La morte di Weylandt irrompe al Giro e si prende tutto
La corsa e la vita. La morte del ventiseienne corridore belga Wouter Weylandt irrompe al Giro d'Italia e si prende tutto, rapina la carovana. Si può, si può morire per una corsa come si può ma non si deve morire sul lavoro, insegna la storia del ciclismo professionistico. Così si guarda indietro per non guardare allo strazio di un uomo caduto sulla strada. Inutili i tentativi di rianimarlo.
La corsa e la vita.

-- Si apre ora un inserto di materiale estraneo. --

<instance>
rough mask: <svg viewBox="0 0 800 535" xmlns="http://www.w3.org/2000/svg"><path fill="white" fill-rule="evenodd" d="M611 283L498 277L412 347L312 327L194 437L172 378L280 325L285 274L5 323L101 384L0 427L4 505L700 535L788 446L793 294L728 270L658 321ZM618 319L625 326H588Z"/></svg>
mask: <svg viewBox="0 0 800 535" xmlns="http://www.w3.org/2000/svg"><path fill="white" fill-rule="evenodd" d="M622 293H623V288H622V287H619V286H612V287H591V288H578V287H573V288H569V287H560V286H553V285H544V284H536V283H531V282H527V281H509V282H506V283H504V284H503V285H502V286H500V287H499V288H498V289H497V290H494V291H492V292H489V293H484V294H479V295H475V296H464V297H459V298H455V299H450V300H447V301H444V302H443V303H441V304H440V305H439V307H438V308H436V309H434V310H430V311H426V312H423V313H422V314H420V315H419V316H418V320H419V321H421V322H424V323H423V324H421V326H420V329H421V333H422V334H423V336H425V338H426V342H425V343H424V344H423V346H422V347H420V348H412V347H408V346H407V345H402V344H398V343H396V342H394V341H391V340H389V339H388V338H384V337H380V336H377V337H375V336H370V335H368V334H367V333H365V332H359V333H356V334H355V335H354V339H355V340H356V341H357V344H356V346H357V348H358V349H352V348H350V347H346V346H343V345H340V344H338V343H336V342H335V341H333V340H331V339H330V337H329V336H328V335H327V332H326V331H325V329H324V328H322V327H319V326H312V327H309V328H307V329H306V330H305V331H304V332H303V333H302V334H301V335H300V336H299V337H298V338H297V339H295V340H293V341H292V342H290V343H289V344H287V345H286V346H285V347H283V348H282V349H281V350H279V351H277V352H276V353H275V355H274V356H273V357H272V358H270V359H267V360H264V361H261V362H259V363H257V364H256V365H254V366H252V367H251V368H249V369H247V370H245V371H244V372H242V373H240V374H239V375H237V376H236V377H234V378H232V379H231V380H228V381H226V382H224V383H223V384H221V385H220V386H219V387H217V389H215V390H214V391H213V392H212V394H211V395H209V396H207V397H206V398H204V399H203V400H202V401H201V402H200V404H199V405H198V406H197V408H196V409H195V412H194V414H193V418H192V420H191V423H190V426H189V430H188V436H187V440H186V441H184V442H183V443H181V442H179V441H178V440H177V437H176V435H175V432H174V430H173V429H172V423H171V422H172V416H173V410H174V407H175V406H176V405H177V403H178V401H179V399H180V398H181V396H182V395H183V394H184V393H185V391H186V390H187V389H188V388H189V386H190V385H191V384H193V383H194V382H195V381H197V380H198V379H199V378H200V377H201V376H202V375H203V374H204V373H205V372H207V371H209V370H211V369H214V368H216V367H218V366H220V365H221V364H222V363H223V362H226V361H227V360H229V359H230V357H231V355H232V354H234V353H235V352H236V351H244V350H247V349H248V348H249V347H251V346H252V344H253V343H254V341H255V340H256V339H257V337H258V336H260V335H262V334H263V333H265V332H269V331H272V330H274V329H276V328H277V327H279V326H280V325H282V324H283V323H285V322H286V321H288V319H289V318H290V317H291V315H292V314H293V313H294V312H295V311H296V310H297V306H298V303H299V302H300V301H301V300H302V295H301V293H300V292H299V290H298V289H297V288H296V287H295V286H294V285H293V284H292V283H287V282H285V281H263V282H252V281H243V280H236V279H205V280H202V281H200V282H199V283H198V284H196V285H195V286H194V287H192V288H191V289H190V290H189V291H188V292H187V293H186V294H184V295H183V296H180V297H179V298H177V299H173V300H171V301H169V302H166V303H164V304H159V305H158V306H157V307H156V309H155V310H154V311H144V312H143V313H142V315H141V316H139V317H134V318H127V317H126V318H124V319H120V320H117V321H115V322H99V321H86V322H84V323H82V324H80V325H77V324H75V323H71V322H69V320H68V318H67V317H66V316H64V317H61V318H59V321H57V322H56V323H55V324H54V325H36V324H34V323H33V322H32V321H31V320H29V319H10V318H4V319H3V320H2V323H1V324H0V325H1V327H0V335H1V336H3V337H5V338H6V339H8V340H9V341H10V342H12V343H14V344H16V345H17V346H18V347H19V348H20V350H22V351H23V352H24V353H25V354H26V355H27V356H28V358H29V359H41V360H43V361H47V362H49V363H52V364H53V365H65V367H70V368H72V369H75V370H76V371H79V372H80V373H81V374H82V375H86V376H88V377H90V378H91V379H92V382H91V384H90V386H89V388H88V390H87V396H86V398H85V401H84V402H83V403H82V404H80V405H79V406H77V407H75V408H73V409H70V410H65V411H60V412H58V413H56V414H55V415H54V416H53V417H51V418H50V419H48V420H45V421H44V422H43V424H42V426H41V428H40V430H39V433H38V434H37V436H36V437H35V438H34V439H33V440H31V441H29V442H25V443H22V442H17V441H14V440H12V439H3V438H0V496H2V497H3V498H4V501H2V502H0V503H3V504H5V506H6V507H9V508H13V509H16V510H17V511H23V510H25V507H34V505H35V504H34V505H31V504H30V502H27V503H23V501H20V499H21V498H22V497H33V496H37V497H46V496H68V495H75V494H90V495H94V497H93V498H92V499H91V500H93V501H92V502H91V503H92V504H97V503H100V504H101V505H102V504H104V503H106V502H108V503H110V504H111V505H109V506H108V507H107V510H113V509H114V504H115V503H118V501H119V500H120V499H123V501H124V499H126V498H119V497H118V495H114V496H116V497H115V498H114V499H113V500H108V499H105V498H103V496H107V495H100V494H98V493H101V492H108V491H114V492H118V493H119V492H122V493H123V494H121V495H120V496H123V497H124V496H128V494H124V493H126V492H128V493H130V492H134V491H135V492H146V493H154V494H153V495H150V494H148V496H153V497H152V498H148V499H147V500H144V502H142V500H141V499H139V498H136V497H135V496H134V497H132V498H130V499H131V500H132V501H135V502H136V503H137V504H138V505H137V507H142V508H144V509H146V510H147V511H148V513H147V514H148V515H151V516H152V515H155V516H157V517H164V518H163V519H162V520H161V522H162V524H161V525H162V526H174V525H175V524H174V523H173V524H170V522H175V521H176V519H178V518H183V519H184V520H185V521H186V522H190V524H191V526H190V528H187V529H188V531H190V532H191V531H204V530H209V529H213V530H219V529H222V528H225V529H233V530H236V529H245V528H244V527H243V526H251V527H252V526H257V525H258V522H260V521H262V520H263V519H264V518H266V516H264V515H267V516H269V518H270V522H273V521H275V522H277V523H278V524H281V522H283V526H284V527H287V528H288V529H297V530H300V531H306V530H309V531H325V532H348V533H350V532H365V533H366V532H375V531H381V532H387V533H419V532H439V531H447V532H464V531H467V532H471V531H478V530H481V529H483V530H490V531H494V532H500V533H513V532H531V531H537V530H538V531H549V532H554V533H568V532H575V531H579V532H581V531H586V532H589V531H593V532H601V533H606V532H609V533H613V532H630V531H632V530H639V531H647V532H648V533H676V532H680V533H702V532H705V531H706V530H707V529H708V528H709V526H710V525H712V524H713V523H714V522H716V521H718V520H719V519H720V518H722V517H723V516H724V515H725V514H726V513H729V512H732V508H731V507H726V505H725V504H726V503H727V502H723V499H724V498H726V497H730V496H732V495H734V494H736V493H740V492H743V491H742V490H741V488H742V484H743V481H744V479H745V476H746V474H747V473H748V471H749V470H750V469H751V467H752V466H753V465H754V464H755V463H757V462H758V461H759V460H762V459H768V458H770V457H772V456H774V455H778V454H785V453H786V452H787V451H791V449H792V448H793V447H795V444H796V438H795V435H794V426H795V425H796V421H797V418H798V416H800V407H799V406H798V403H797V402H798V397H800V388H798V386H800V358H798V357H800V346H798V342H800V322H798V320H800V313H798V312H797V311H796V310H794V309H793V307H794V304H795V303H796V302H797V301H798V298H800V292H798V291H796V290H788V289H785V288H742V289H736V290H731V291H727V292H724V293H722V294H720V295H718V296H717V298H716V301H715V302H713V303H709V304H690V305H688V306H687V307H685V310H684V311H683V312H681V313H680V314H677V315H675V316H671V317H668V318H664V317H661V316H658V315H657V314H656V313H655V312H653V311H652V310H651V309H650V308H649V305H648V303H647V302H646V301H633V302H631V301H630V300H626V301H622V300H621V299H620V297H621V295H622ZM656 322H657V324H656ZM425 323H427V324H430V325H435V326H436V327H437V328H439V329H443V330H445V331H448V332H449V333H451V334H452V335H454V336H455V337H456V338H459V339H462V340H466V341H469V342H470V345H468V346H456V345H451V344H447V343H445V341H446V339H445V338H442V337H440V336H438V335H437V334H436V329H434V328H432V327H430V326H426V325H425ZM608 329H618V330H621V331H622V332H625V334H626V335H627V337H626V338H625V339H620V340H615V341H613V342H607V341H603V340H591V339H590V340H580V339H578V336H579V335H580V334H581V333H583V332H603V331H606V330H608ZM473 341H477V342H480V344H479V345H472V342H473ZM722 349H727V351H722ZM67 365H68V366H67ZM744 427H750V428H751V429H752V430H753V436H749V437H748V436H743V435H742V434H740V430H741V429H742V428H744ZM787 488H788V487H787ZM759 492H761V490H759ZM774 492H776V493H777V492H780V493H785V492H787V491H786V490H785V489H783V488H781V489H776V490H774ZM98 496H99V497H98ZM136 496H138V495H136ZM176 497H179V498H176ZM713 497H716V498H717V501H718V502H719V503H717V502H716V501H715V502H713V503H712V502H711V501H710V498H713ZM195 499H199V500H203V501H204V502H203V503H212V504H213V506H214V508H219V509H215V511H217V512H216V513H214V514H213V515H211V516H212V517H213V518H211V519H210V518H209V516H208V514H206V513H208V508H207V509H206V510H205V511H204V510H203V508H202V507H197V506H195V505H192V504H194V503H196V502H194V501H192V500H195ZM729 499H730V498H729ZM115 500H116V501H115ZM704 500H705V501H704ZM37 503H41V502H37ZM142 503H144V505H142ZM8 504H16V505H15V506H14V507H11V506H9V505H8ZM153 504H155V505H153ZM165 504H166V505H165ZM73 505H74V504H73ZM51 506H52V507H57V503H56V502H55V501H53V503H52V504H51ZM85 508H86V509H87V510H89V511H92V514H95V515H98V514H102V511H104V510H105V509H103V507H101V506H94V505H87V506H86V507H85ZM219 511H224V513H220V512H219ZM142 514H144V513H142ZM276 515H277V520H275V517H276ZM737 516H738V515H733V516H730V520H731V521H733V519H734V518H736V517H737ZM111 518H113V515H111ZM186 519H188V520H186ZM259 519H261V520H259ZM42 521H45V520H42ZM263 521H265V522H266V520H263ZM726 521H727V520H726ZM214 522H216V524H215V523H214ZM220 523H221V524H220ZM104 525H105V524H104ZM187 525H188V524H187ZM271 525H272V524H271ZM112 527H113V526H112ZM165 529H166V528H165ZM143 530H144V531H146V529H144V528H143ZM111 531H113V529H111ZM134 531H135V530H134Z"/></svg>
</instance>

La morte del ventiseienne corridore belga Wouter Weylandt irrompe al Giro d'Italia e si prende tutto, rapina la carovana. Si può, si può morire per una corsa come si può ma non si deve morire sul lavoro, insegna la storia del ciclismo professionistico. Così si guarda indietro per non guardare allo strazio di un uomo caduto sulla strada. Inutili i tentativi di rianimarlo, il suo corpo steso fracassato sulla strada che discende dal Passo del Bocco a Borgonovo Ligure.
Inutile ma umano ricordare le tragedie del passato più o meno recente. Tanti rammentano la morte dell'olimpionico Fabio Casartelli al Tour de France del 1995. Weylandt è strappato da una vita da gregario evasa in rare occasioni. Un anno fa il corridore alzava le braccia al cielo giusto al Giro. Oggi i suoi colleghi si sono arresi – una maledetta volta di più – all'evidenza. I rischi del mestiere, si dice ma non si pensa. Si pensi che il ciclismo resiste sport evidentemente, spietatamente vero. E la corsa in qualche modo ripartirà. Il gruppo riprenderà a pedalare con le lacrime agli occhi. Si convincerà che è per il vento contrario.